スペインの大手造船企業Navantiaが、タイ海軍が進めるフリゲート調達プロジェクトに提案を出した。提案の柱はフリゲート船の100%国内建造と、技術移転(ToT)を含む包括的なパッケージだ。地元造船所と組んで部品ごとに分担製造し、タイの造船産業全体の高度化を狙う構想となっている。

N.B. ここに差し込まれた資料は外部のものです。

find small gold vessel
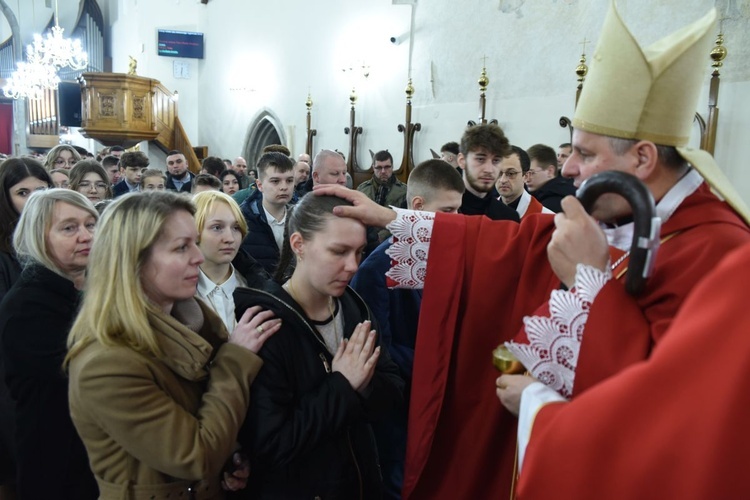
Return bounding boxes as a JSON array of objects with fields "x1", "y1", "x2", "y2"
[{"x1": 492, "y1": 344, "x2": 525, "y2": 374}]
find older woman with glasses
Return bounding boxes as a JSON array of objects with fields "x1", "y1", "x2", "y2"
[
  {"x1": 0, "y1": 189, "x2": 99, "y2": 500},
  {"x1": 69, "y1": 160, "x2": 112, "y2": 203},
  {"x1": 44, "y1": 144, "x2": 81, "y2": 172}
]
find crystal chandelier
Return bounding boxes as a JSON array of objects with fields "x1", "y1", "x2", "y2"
[
  {"x1": 3, "y1": 46, "x2": 60, "y2": 99},
  {"x1": 3, "y1": 0, "x2": 88, "y2": 99},
  {"x1": 32, "y1": 0, "x2": 89, "y2": 71}
]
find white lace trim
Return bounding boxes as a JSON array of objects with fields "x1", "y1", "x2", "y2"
[
  {"x1": 505, "y1": 264, "x2": 612, "y2": 398},
  {"x1": 385, "y1": 207, "x2": 435, "y2": 289}
]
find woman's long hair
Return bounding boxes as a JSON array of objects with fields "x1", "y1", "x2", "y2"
[
  {"x1": 65, "y1": 191, "x2": 195, "y2": 366},
  {"x1": 273, "y1": 193, "x2": 352, "y2": 283},
  {"x1": 0, "y1": 158, "x2": 52, "y2": 254}
]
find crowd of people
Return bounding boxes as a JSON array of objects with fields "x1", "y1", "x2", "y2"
[{"x1": 0, "y1": 1, "x2": 750, "y2": 500}]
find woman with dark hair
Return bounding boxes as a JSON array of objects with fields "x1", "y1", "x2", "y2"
[
  {"x1": 219, "y1": 170, "x2": 240, "y2": 196},
  {"x1": 69, "y1": 160, "x2": 112, "y2": 203},
  {"x1": 234, "y1": 193, "x2": 404, "y2": 499},
  {"x1": 44, "y1": 144, "x2": 81, "y2": 172},
  {"x1": 0, "y1": 189, "x2": 99, "y2": 500}
]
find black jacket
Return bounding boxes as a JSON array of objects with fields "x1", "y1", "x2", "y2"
[
  {"x1": 0, "y1": 266, "x2": 98, "y2": 500},
  {"x1": 531, "y1": 176, "x2": 576, "y2": 213},
  {"x1": 234, "y1": 282, "x2": 404, "y2": 500},
  {"x1": 240, "y1": 189, "x2": 288, "y2": 276},
  {"x1": 459, "y1": 189, "x2": 520, "y2": 222}
]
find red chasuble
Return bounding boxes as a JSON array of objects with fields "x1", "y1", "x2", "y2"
[
  {"x1": 403, "y1": 184, "x2": 750, "y2": 500},
  {"x1": 517, "y1": 240, "x2": 750, "y2": 500}
]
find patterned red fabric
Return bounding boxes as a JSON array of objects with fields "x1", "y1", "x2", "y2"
[{"x1": 517, "y1": 241, "x2": 750, "y2": 500}]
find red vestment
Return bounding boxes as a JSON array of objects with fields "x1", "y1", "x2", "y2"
[
  {"x1": 403, "y1": 184, "x2": 750, "y2": 500},
  {"x1": 517, "y1": 241, "x2": 750, "y2": 500}
]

スペインNavantiaがタイ海軍にフリゲート提案、100%国内建造案
会見は5月8日午後1時30分、バンコクのマリオットホテルで開かれた。Navantiaのアジア地域コマーシャル&事業開発ディレクターのホセ・イグナシオ・ナバス・ルビオ氏が登壇し、タイ海軍からの要請に基づくフリゲート建造計画案を発表した。提案の中心は「タイ国内100%建造」を実現する低リスク方式で、Navantia本社は設計と技術ガイダンスを提供し、組み立てはタイのローカル造船所が分担する形をとる。

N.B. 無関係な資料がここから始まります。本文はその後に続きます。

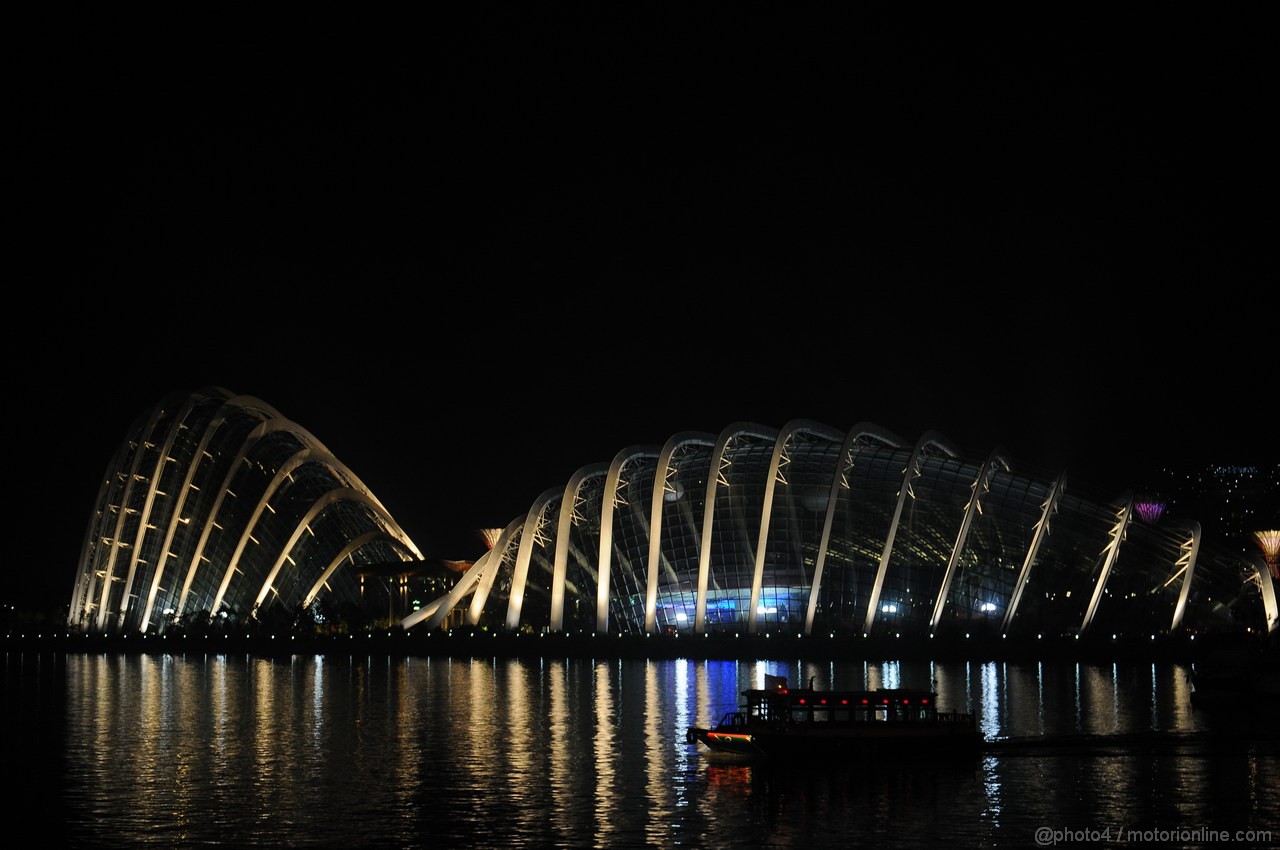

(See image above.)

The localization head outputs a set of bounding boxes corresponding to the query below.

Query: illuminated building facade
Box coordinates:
[69,389,1280,636]
[68,388,422,634]
[412,421,1280,636]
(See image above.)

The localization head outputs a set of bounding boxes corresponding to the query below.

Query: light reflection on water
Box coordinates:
[4,653,1280,847]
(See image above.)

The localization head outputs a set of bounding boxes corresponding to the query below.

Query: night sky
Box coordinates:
[4,4,1277,614]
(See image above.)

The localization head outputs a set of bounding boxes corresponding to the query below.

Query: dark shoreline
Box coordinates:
[0,630,1275,663]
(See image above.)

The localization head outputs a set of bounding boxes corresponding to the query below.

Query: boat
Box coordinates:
[685,676,983,759]
[1190,650,1280,710]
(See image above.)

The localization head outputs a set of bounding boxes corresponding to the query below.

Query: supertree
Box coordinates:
[1133,499,1167,525]
[1253,529,1280,579]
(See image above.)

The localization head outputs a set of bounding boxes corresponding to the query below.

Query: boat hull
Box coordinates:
[687,727,983,759]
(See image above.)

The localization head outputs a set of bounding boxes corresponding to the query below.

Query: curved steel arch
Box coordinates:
[507,486,563,631]
[694,422,778,635]
[1249,552,1280,635]
[302,529,411,608]
[595,445,662,635]
[1000,472,1066,635]
[644,431,716,634]
[1169,522,1201,631]
[746,419,845,635]
[804,422,902,635]
[929,447,1009,631]
[863,431,959,635]
[467,515,527,626]
[549,463,609,631]
[401,549,495,629]
[116,396,208,634]
[1079,493,1133,635]
[96,405,175,630]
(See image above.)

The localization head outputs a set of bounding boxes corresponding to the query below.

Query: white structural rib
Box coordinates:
[863,431,956,635]
[804,422,902,635]
[302,530,408,608]
[1170,522,1201,631]
[135,390,279,630]
[507,486,563,631]
[549,463,609,631]
[1000,474,1066,635]
[67,465,124,627]
[1079,493,1133,635]
[644,431,716,634]
[694,422,778,635]
[929,448,1009,631]
[97,406,164,631]
[467,516,525,626]
[746,419,844,635]
[115,396,196,632]
[595,445,659,635]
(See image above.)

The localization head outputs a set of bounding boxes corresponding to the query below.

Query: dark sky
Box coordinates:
[5,4,1276,611]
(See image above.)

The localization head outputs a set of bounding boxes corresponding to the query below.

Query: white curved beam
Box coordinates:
[1169,522,1201,631]
[507,488,563,631]
[467,515,527,626]
[595,445,660,635]
[863,431,957,635]
[1000,472,1066,635]
[694,422,778,635]
[96,405,171,630]
[116,396,204,632]
[302,530,412,608]
[401,550,495,629]
[929,448,1009,631]
[804,422,902,635]
[746,419,845,635]
[1079,493,1133,635]
[549,463,609,631]
[644,431,716,634]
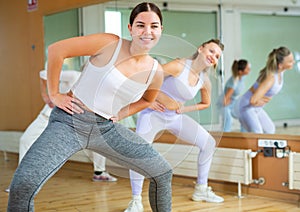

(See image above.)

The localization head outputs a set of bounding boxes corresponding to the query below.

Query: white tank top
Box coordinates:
[71,38,158,119]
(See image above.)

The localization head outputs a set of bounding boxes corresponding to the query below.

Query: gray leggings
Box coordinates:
[7,108,172,212]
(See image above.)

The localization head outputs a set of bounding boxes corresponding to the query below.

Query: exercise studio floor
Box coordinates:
[0,152,300,212]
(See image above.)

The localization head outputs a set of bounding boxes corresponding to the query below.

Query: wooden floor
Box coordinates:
[0,152,300,212]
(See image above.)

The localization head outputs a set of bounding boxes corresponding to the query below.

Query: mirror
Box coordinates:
[45,0,300,135]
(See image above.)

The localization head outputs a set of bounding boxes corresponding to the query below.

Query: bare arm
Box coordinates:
[223,88,234,106]
[162,59,185,77]
[47,34,119,114]
[176,74,211,113]
[112,65,163,121]
[40,78,54,108]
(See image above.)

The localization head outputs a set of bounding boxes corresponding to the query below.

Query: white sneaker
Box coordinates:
[124,195,144,212]
[192,184,224,203]
[93,172,118,182]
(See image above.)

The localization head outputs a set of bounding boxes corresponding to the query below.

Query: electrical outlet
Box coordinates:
[264,147,274,157]
[258,139,287,148]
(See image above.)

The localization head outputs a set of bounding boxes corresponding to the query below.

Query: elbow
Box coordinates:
[250,98,257,105]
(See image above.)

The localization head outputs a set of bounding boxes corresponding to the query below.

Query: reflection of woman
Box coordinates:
[7,2,172,212]
[126,40,223,212]
[235,47,295,134]
[219,59,250,132]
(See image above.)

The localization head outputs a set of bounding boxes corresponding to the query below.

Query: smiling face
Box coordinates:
[128,11,162,52]
[198,42,222,67]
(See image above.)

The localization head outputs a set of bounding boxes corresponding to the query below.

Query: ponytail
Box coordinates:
[258,46,291,82]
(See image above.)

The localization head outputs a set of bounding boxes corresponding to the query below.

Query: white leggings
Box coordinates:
[130,109,216,195]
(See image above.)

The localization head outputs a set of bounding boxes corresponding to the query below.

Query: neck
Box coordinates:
[129,41,148,59]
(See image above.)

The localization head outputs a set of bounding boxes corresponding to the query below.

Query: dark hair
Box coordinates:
[231,59,248,78]
[129,2,162,25]
[258,46,291,82]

ローカル造船所と組んで部品単位で組み立て、リスク低減
提案では、フリゲートの船体や艤装をいくつかのモジュールに分割し、タイ国内の複数の造船所で並行して製造する構成が示された。モジュール分担で一つの造船所に過度な負担を集中させず、タイ国内のサプライチェーン全体に広く参画機会を分配する設計だ。最終組立も国内で実施することで、雇用創出と現地調達比率の最大化を狙っている。
技術移転(ToT)の中身、設計はNavantiaが担当し管理・試験を伝授
技術移転の対象には、プロジェクト管理、製造工程、システム統合、試験運用が含まれる。Navantiaは設計と技術機関としての役割を担い、タイ側のエンジニアと造船工が現場で実務を学べるよう、教育プログラムも組み込まれる。タイ海軍にとっては、装備の独自運用・整備・将来のアップグレードを国内で完結できる体制が整うメリットがある。
タイ造船産業の高度化、東南アジア安全保障情勢を背景に
タイのフリゲート調達は、南シナ海情勢、ミャンマー国境問題、海賊対策など複合的な安全保障課題を背景にしている。Navantiaのほかにもドイツ、韓国、中国、米国などの造船企業が候補に上っており、最終決定は技術力・価格・現地参画度の3軸で評価される見通しだ。タイ海軍が「100%国内建造+技術移転」を選定基準に置けば、同国の造船産業は東南アジアでの存在感を強めるきっかけになる。